Malaysian digital ID available to public from July 2024

Malaysia’s digital identity – known as MyDigital ID – will be available to the general public by July next year, according to the country’s national research and development center Mimos in charge of implementing the project.

MyDigital ID will be rolled out in four phases, starting with the members of the Malaysian Cabinet and followed by civil servants, government benefits recipients and finally the general public, says Saat Shukri Embong, head of the technology venture sector at Mimos.

“By then we will have about 30 million people onboard. With the volume, we hope it can entice private sectors like banks to adopt MyDigital ID,” Saat said on Wednesday during a press briefing, according to Edge Malaysia.

The registration process is expected to start in full swing in March next year, according to the country’s Minister of Communications and Digital Fahmi Fadzil.

Malaysia’s digital ID project was rolled out last week with RM80 million (US$17 million) allocated for its implementation.

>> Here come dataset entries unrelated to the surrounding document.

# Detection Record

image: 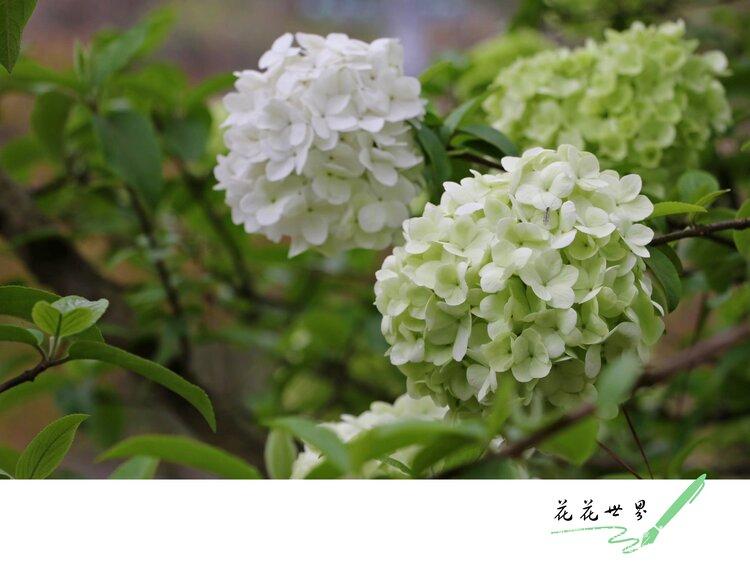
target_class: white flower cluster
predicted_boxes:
[292,394,448,478]
[375,145,664,412]
[214,32,426,256]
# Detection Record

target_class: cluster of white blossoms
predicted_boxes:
[375,145,664,412]
[214,32,426,256]
[291,394,448,478]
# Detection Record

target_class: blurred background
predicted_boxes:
[1,0,749,478]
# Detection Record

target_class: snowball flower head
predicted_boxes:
[214,32,426,256]
[291,394,448,478]
[483,21,731,194]
[375,145,664,413]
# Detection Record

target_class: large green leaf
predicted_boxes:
[539,417,599,466]
[0,0,37,72]
[163,105,211,162]
[109,455,159,479]
[454,123,517,158]
[67,341,216,431]
[88,8,175,88]
[486,373,517,433]
[0,286,103,341]
[269,417,349,474]
[645,246,682,312]
[30,90,74,158]
[650,201,706,219]
[411,120,451,189]
[595,352,642,419]
[0,323,43,352]
[93,110,163,206]
[444,94,486,136]
[15,413,88,479]
[264,429,297,480]
[347,419,488,471]
[100,435,261,479]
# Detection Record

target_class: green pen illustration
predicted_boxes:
[551,474,706,554]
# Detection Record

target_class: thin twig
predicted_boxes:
[622,405,653,479]
[650,218,750,246]
[597,440,643,479]
[0,358,68,395]
[123,184,192,364]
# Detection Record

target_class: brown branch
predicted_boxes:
[650,218,750,246]
[0,358,67,394]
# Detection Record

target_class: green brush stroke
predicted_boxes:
[551,525,641,554]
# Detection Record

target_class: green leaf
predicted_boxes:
[486,373,517,433]
[31,295,109,338]
[410,435,476,477]
[411,120,451,189]
[347,419,488,471]
[0,0,37,73]
[539,416,599,466]
[100,435,261,479]
[31,91,74,158]
[742,140,750,153]
[733,200,750,260]
[163,105,211,162]
[93,109,163,206]
[264,429,297,480]
[677,170,719,204]
[645,246,682,312]
[15,413,88,479]
[595,352,642,418]
[454,123,517,158]
[650,201,706,219]
[67,341,216,431]
[444,94,486,136]
[0,286,103,342]
[109,455,159,479]
[693,189,729,211]
[88,8,175,88]
[0,323,43,356]
[269,417,350,474]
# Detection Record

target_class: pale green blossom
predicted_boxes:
[484,21,731,195]
[374,145,663,413]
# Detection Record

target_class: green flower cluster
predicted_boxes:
[374,145,664,413]
[484,21,731,194]
[455,29,552,100]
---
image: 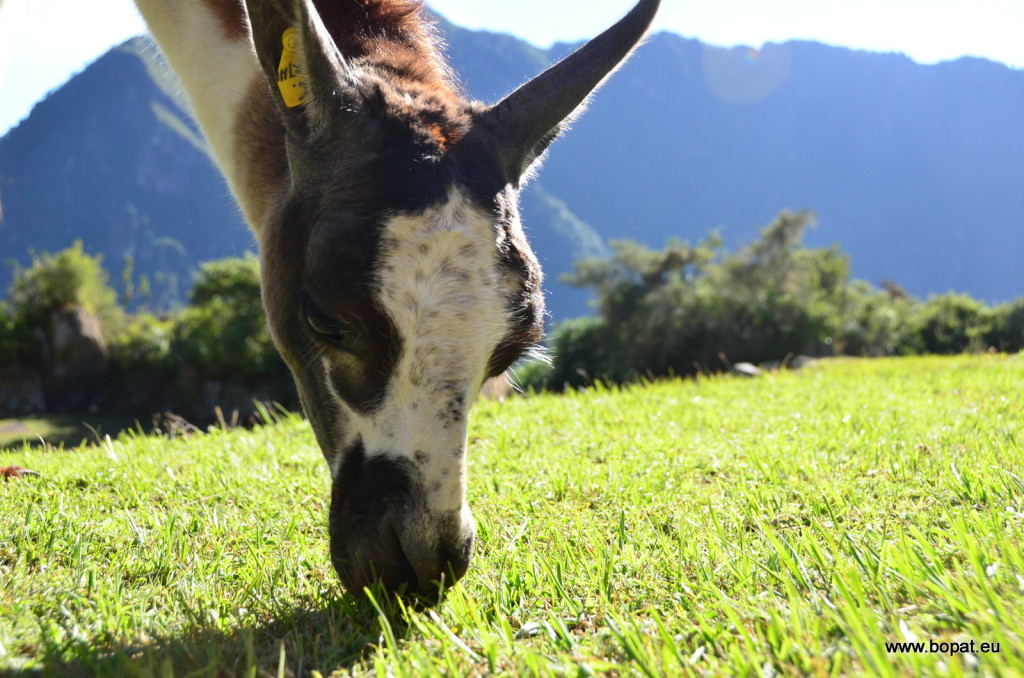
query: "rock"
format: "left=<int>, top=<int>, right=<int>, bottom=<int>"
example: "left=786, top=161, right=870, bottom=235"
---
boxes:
left=732, top=362, right=762, bottom=377
left=44, top=307, right=110, bottom=412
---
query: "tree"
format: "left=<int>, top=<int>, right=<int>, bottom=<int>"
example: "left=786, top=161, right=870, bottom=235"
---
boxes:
left=546, top=210, right=849, bottom=387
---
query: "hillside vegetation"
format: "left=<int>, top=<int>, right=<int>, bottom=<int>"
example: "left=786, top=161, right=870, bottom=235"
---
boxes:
left=528, top=210, right=1024, bottom=389
left=3, top=216, right=1022, bottom=426
left=1, top=355, right=1021, bottom=676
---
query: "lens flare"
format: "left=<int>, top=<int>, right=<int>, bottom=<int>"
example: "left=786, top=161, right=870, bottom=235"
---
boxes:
left=701, top=43, right=792, bottom=105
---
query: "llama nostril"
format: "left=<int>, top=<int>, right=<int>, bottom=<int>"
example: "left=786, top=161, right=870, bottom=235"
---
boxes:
left=331, top=520, right=415, bottom=595
left=331, top=514, right=476, bottom=603
left=405, top=528, right=475, bottom=601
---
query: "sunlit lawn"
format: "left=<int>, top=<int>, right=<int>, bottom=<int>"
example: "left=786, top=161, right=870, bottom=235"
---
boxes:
left=1, top=354, right=1022, bottom=676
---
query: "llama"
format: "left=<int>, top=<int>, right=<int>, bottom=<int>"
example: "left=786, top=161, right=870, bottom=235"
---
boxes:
left=133, top=0, right=659, bottom=601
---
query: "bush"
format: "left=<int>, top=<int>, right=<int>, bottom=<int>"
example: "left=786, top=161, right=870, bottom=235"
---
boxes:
left=169, top=255, right=283, bottom=381
left=543, top=317, right=621, bottom=388
left=554, top=211, right=846, bottom=384
left=987, top=299, right=1024, bottom=353
left=108, top=312, right=173, bottom=368
left=2, top=241, right=123, bottom=370
left=0, top=245, right=300, bottom=418
left=547, top=210, right=1020, bottom=388
left=911, top=293, right=993, bottom=354
left=0, top=302, right=38, bottom=368
left=7, top=240, right=120, bottom=329
left=834, top=281, right=918, bottom=356
left=171, top=297, right=281, bottom=380
left=187, top=253, right=263, bottom=309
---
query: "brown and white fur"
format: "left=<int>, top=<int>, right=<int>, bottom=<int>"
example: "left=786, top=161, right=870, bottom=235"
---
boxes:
left=133, top=0, right=659, bottom=602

Saat estimated the cost of the project at less than RM10 million (US$2,1 million) so far.

Registration for the app requires submitting Malaysian identity card MyKad and thumbprint scanning at government premises.

The verification involves checks against multiple government databases, which lowers the chances of error, says Saat. Users will be issued a certificate as proof of identity which can be used to access government services. He added that the government is hoping to streamline government services into a single portal for accessing government services.

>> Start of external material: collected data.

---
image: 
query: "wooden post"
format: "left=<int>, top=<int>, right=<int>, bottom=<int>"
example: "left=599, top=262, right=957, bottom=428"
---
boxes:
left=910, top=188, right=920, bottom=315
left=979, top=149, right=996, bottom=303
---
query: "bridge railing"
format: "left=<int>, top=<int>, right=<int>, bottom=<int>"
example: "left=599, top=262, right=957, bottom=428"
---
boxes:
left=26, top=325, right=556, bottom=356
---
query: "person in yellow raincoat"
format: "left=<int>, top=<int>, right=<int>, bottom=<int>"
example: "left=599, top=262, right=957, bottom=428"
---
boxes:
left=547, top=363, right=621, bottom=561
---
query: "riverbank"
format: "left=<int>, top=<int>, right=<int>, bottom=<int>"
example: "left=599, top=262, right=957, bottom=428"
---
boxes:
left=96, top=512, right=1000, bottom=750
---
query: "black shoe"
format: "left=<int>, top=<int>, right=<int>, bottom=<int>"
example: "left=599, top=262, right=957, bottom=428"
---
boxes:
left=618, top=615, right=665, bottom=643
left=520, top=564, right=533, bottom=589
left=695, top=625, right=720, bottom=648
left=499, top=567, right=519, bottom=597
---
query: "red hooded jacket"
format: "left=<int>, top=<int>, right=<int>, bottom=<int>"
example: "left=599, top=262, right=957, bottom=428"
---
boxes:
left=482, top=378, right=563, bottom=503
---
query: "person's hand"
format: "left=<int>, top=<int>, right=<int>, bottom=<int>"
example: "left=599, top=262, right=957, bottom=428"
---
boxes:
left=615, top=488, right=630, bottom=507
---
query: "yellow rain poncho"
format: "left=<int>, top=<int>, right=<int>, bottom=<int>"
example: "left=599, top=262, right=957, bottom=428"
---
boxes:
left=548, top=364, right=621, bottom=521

Government addresses security concerns of MyDigital ID

The Malaysian government is also working hard to dispel concerns about hacks and identity theft.

Home Minister’s Office’s special duties officer Azman Hussin went on television last week to assure the public that even the most advanced computing will not be able to break MyDigital ID’s cryptography, The Sun Malaysia reports.

“More proudly, the technology we use is very secure, which in the future is expected to create a quantum computer that can break all existing cryptography, but our algorithm for this digital ID, the quantum computer will not be able to break it,” Azman said during a television broadcast.

The government is also trying to tackle conspiracy theories involving the program, such as that it involves implanting chips under the skin.

Communications Minister Fazil announced that Mimos will open an information counter to dispel the rumors. The counter will be open during the one year anniversary of the Malaysian government policy framework Madani which started on Friday in Kuala Lumpur. The Information Department (JaPen) will assist Mimos in providing explanations and clarifications regarding the use of the national digital identity, says Fadzil.

More plans for MyDigital ID

The country is taking great pride in developing the digital ID system entirely by local expertise and resources. The Digital ID project will directly enable the ecosystem of local industry players working in related technologies while avoiding reliance on external experts, Azman says.

The MyDigital ID is developing with local talent and collaboration with domestic small and medium enterprises. This means that the government will have full control of the system without any potential sovereign threat or concern from foreign parties, according to Mimos’ Saat.

The government has more plans for MyDigital ID, including using the digital ID to distribute aid more efficiently during natural disasters and other crises, Malaysian national news agency Bernama reports.

The Malaysian Cyber Consumer Association also noted that the digital ID could be used to reduce bureaucracy and optimize the distribution of government benefits.

The MyDigital ID service is optional and will not replace the country’s current physical ID card.